PRESS RELEASES
January 25th - March 15th
JEFF MUHS | The Physical Record of Everything
Dallas, TX. January 4th, 2020 — Christopher Martin Gallery of Dallas, proudly presents to the Dallas Art community the contemporary work of Jeff Muhs. The exhibition, titled THE PHYSICAL RECORD OF EVERYTHING, features Muhs’ most recent abstract paintings in the gallery’s new wing dedicated to presenting contemporary art. This is the first solo exhibition for Jeff Muhs in Dallas, and on this occasion the gallery will hold an opening reception for the artist on Saturday January 25th, from 5-7 pm. The exhibition will continue trough March 15, 2020.

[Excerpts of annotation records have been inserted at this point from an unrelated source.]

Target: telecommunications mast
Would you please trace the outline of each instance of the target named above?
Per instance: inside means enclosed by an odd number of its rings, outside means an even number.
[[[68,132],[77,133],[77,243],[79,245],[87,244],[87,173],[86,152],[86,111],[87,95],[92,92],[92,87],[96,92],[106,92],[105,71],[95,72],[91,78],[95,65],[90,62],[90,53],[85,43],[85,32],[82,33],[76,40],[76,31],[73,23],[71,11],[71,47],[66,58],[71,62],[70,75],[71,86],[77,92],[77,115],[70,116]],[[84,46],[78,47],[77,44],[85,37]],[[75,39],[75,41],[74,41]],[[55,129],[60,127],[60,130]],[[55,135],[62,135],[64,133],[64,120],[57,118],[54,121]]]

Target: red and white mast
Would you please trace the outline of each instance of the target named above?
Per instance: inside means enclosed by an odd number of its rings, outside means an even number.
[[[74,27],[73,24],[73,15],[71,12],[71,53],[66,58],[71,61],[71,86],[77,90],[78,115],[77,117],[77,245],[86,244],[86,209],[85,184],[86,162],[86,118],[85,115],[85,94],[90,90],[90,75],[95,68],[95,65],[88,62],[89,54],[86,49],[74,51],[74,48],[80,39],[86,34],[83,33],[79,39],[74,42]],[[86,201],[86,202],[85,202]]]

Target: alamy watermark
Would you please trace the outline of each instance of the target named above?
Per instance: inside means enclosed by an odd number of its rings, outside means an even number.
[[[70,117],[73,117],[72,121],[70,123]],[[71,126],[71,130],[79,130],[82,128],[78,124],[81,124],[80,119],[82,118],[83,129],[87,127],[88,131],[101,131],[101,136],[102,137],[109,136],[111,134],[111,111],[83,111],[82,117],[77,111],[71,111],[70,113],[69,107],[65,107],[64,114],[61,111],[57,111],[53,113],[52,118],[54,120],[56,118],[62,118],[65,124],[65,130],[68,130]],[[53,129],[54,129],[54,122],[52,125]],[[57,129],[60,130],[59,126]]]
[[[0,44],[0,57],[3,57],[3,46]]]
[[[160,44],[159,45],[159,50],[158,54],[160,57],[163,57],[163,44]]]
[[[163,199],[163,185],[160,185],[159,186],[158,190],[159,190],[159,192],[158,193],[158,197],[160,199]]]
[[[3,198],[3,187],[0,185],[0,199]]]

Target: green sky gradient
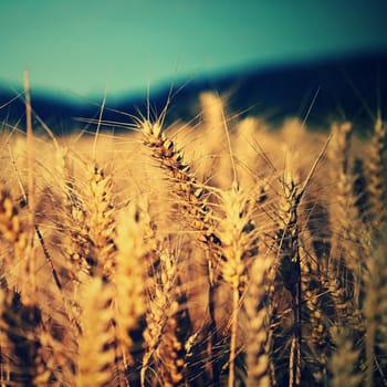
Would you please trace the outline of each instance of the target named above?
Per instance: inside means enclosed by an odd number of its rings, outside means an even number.
[[[6,0],[0,84],[137,92],[252,65],[387,50],[387,1]]]

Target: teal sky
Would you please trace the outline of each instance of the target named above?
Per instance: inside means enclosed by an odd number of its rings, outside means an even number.
[[[387,0],[4,0],[0,85],[83,96],[387,51]]]

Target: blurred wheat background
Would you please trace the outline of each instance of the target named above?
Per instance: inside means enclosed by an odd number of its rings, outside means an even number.
[[[381,117],[199,103],[1,130],[2,386],[387,385]]]
[[[0,386],[387,386],[386,14],[4,1]]]

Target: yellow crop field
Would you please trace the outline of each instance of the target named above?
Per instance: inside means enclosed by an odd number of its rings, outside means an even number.
[[[200,103],[2,126],[1,386],[387,385],[386,125]]]

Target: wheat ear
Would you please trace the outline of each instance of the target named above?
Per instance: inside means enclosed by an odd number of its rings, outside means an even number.
[[[100,276],[83,287],[82,335],[79,338],[76,385],[106,386],[112,380],[114,364],[113,289]]]
[[[258,255],[249,270],[249,284],[244,297],[244,310],[248,315],[247,387],[270,386],[270,318],[264,280],[271,265],[270,257]]]
[[[140,197],[123,210],[117,229],[116,330],[129,379],[139,379],[146,327],[147,274],[156,249],[148,202]]]

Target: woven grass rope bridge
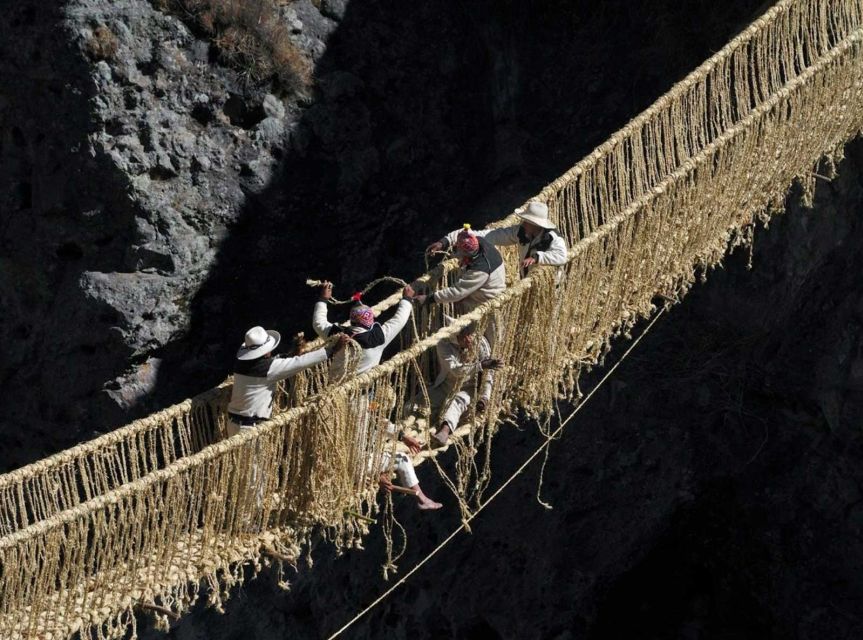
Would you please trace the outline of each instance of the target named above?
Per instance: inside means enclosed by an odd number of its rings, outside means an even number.
[[[559,285],[542,269],[517,279],[507,254],[498,298],[448,326],[450,310],[424,309],[402,351],[362,375],[307,372],[253,432],[224,438],[227,381],[0,476],[0,637],[134,634],[136,610],[167,623],[199,598],[219,607],[264,565],[293,562],[313,534],[346,548],[370,518],[388,530],[372,470],[393,445],[361,425],[393,419],[427,438],[410,400],[424,395],[435,345],[494,322],[496,357],[520,364],[498,372],[488,408],[449,447],[445,481],[467,521],[507,418],[543,423],[558,399],[577,397],[610,341],[749,242],[793,182],[811,194],[815,167],[841,159],[863,128],[861,39],[863,0],[782,0],[543,189],[536,198],[572,247]],[[421,280],[439,287],[452,271],[444,263]],[[252,466],[262,497],[236,490]]]

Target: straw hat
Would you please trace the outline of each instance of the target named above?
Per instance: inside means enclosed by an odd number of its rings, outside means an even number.
[[[543,229],[554,229],[554,223],[548,219],[548,205],[544,202],[531,200],[523,207],[515,210],[515,215],[526,222]]]
[[[282,336],[278,331],[267,331],[263,327],[252,327],[246,331],[246,339],[237,351],[237,360],[254,360],[276,348]]]

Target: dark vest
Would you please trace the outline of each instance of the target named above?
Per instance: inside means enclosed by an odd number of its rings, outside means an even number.
[[[479,253],[471,258],[468,269],[490,274],[503,264],[503,258],[491,242],[481,237],[477,240],[479,240]]]

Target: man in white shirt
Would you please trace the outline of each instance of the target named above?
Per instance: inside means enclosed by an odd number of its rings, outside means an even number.
[[[399,301],[396,312],[392,318],[385,323],[375,322],[375,314],[370,307],[362,304],[359,294],[355,294],[354,306],[350,312],[350,325],[343,327],[333,324],[327,318],[328,300],[333,297],[333,283],[324,282],[321,285],[321,297],[315,303],[315,311],[312,316],[312,327],[321,338],[327,338],[335,333],[347,334],[361,351],[356,371],[348,371],[346,353],[339,352],[330,365],[330,380],[343,380],[347,375],[353,373],[364,373],[379,364],[384,355],[384,349],[404,329],[410,318],[412,306],[410,299],[413,297],[413,289],[405,287],[404,297]]]
[[[531,267],[537,264],[561,267],[566,264],[568,251],[566,240],[548,219],[548,205],[544,202],[531,201],[524,207],[515,210],[521,222],[510,227],[499,229],[483,229],[474,232],[491,244],[502,247],[518,245],[519,276],[525,277]],[[426,248],[426,253],[432,254],[445,251],[455,244],[459,231],[452,231],[437,242]],[[558,278],[560,271],[558,271]]]
[[[432,419],[438,415],[440,419],[438,430],[433,436],[434,444],[443,446],[470,406],[472,395],[479,395],[477,412],[485,410],[491,397],[493,372],[503,363],[491,357],[488,340],[485,336],[477,335],[473,325],[465,327],[455,337],[438,343],[436,349],[438,375],[429,389],[429,401]]]
[[[452,243],[456,256],[461,259],[458,280],[450,286],[429,295],[418,295],[414,299],[420,304],[453,303],[459,314],[469,313],[483,302],[496,298],[506,289],[506,268],[503,258],[493,244],[465,225],[454,231]],[[449,240],[447,240],[449,246]],[[442,243],[443,241],[441,241]],[[441,243],[441,247],[444,245]],[[435,246],[435,245],[432,245]],[[429,247],[431,249],[431,247]],[[494,342],[490,337],[489,342]]]
[[[267,331],[263,327],[252,327],[246,332],[234,365],[234,387],[228,404],[228,435],[236,435],[243,429],[251,429],[259,422],[269,420],[273,412],[273,393],[279,381],[341,353],[348,338],[341,338],[332,347],[300,356],[273,357],[273,350],[280,341],[278,331]]]
[[[359,294],[354,294],[352,298],[354,306],[351,308],[349,316],[350,325],[348,327],[343,327],[341,325],[331,323],[327,318],[328,300],[333,297],[332,282],[325,281],[323,285],[321,285],[320,296],[320,300],[315,303],[315,311],[312,316],[312,326],[315,329],[315,333],[322,338],[340,333],[342,336],[347,336],[353,340],[361,349],[359,362],[357,363],[355,372],[348,371],[345,359],[345,352],[347,349],[333,358],[333,363],[330,365],[331,381],[344,380],[353,373],[364,373],[372,367],[380,364],[381,358],[384,354],[384,349],[386,349],[387,345],[389,345],[395,337],[399,335],[401,330],[404,329],[408,319],[410,318],[411,312],[413,311],[411,299],[414,297],[414,290],[410,285],[404,288],[403,297],[399,301],[393,317],[383,324],[375,322],[375,315],[371,307],[362,304]],[[374,402],[373,399],[363,397],[355,405],[359,421],[365,426],[358,446],[363,446],[366,438],[371,435],[370,431],[373,425],[371,425],[370,418],[370,414],[372,412],[369,409],[370,403],[372,402]],[[403,442],[412,453],[419,453],[422,448],[422,444],[418,440],[401,431],[396,433],[395,425],[393,425],[389,420],[385,420],[384,422],[386,424],[383,426],[388,439],[392,440],[393,438],[396,438],[400,442]],[[384,452],[379,478],[379,484],[383,489],[392,491],[393,485],[389,479],[389,469],[391,466],[396,472],[399,481],[413,491],[417,501],[417,507],[426,511],[440,509],[441,506],[443,506],[441,503],[435,502],[423,493],[419,484],[419,479],[414,471],[413,461],[402,452]]]
[[[331,347],[303,355],[274,357],[273,350],[280,341],[278,331],[268,331],[263,327],[252,327],[246,332],[234,365],[234,386],[228,403],[228,436],[254,429],[259,423],[269,420],[273,413],[273,394],[279,381],[326,362],[328,357],[344,350],[348,338],[341,337]],[[263,516],[266,477],[261,473],[257,457],[255,444],[249,455],[248,466],[235,471],[239,483],[239,508],[247,510],[243,526],[252,532],[259,531],[264,524],[260,519]],[[245,507],[242,506],[244,504]]]

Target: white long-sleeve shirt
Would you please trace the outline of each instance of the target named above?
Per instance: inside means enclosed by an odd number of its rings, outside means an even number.
[[[500,227],[499,229],[483,229],[481,231],[474,231],[474,233],[480,238],[485,238],[496,247],[517,244],[519,275],[522,278],[527,274],[522,272],[520,265],[527,257],[534,258],[537,264],[557,267],[566,264],[567,258],[569,257],[566,240],[561,237],[557,230],[543,230],[535,237],[531,238],[527,243],[522,243],[518,237],[520,227],[521,225],[515,224],[510,227]],[[457,229],[444,236],[450,245],[455,244],[459,231],[460,230]],[[546,234],[547,239],[545,239]],[[545,245],[548,246],[546,247]],[[528,269],[528,272],[529,271],[530,269]]]
[[[387,345],[395,339],[407,324],[412,309],[413,306],[410,301],[402,299],[399,301],[395,315],[393,315],[392,318],[383,324],[375,323],[375,325],[383,332],[383,341],[381,342],[380,340],[377,340],[376,342],[380,342],[380,344],[363,347],[359,363],[357,364],[357,374],[364,373],[372,367],[380,364],[381,358],[384,355],[384,349],[386,349]],[[312,327],[314,328],[315,333],[317,333],[321,338],[327,338],[329,337],[333,326],[333,323],[327,319],[327,303],[323,300],[319,300],[315,303],[315,311],[312,316]],[[371,329],[363,329],[362,327],[351,326],[347,327],[346,330],[348,331],[348,335],[351,337],[358,337],[360,334],[375,331],[375,328],[373,326]],[[345,354],[347,351],[348,349],[342,349],[333,356],[333,362],[330,365],[331,380],[341,379],[345,375]]]
[[[269,418],[279,381],[326,360],[326,349],[317,349],[293,358],[279,356],[238,361],[228,412],[247,418]]]
[[[432,294],[435,302],[459,303],[460,312],[468,313],[506,290],[506,267],[500,253],[484,240],[480,246],[483,252],[471,264],[460,268],[455,284]]]
[[[435,378],[432,389],[446,385],[447,394],[462,387],[474,387],[474,377],[482,373],[482,361],[491,357],[491,346],[483,336],[476,336],[479,344],[476,349],[476,357],[468,359],[471,350],[462,349],[455,339],[444,340],[438,343],[438,375]],[[488,371],[482,385],[480,397],[487,397],[491,393],[491,385],[494,373]]]

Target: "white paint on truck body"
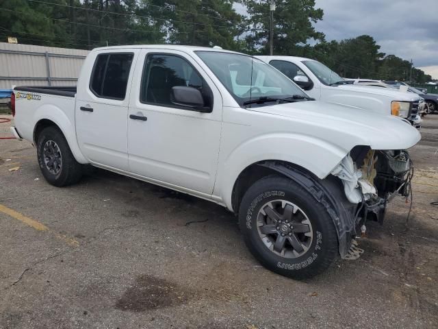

In his paintings, Jeff Muhs exploits and explores natural physical processes such as optics, chaos, gravity, and fluid dynamics. Through the manipulation of these processes, Muhs creates dynamic abstract compositions, using a highly gestural application of medium where often multiple paintings occupy the same canvas plane. In his unique process, Muhs uses improvised brushes to apply black oil paint over a highly prepared surface, thus creating a confident realm of gestural expression with a polished quality. The color fields that Muhs applies next, conquer the background’s randomness with the quiet presence of color. As the turbulence ceases, new subtleties emerge thus revealing the true beauty of the work. Mastering observation, chance and intention, Muhs creates a pure abstract landscape, one that captures the infinite abstract possibilities of the interaction of matter in a natural setting.
Muhs was born in Southampton, NY in 1966. He received his BFA from the School of Visual Arts in New York City in 1988. Muhs pursues his aesthetics in several artistic disciplines, including the techniques of oil painting; encaustic; and sculpture. His work can be found in several private and public collections, namely the Guild Hall Museum, Los Angeles County Museum of Art, Hunter Museum, Ward Museum, Federal Savings and Loan Bank, Caesars Palace, Time Warner, Inc., and Cantor Fitzgerald among others. Jeff Muhs lives and works in Southampton, NY.
“THE PHYSICAL RECORD OF EVERYTHING”
‘In Abstract painting I am presented with an immeasurable world of possibilities. In my endeavor to explore that realm, color and form reveal themselves, explained by the nature of creation itself. As I navigate and respond to the information received or imagined, the paintings become a physical record of my explorations. Manifestations of my encounters with the infinite.’ - Jeff Muhs
Throughout its history, the different roles that landscape art has fulfilled, explain the ever present allure of the genre. It was in the Renaissance, with the birth of Romanticism, that nature received an important metaphysical quality. Nature viewed through its shifting atmosphere, was a place of possible transformation of the spirit. As Jeff Muhs is inspired by the Long Island open landscape, Plein-air artists from the 1800s were inspired by the flickering of light off water, the changing colors of the sky, the miraculous multitude of colors lines and forms in nature. Plein-air painting contributed directly to Impressionism’s focus on capturing the qualities of light. Later Post-Impressionism’s experimentations with color and movement attempted to convey emotion rather than reality, a demonstration of a landscape painting as the perfect vehicle to convey a “sense” of a subject rather than its precise image. Early abstract artists raised the stature of landscape painting by celebrating vivid, arbitrary color choices that boldly rejected the realistic palette of the depicted scene thus questioning the boundary between representation and pure abstraction. In this way, Abstraction completely transformed the conceptual definition of what landscapes can be, and the ways that they might be explored in contemporary art, as embraced by Muhs in his work.
Abstract Art is often seen as carrying a moral dimension, in that it can be seen to stand for virtues such as order, purity, simplicity and spirituality. Artists in the 20th century pondered that abstractions can be like music, in that art’s effects should be created by pure patterns of form, color and line. Abstraction has allowed contemporary painters total freedom to explore new perspectives expanding the conceptual boundaries of how an artist’s surrounding landscape might be depicted. But Nature, as a setting onto which today’s and future artists would reflect their ideas, will never fall out of fashion. In this tradition, Jeff Muhs explores and distills his unique observations and processes for the creation of pure abstract landscapes, thus forming a true physical record that embodies the evolution of the painting traditions that preceded them.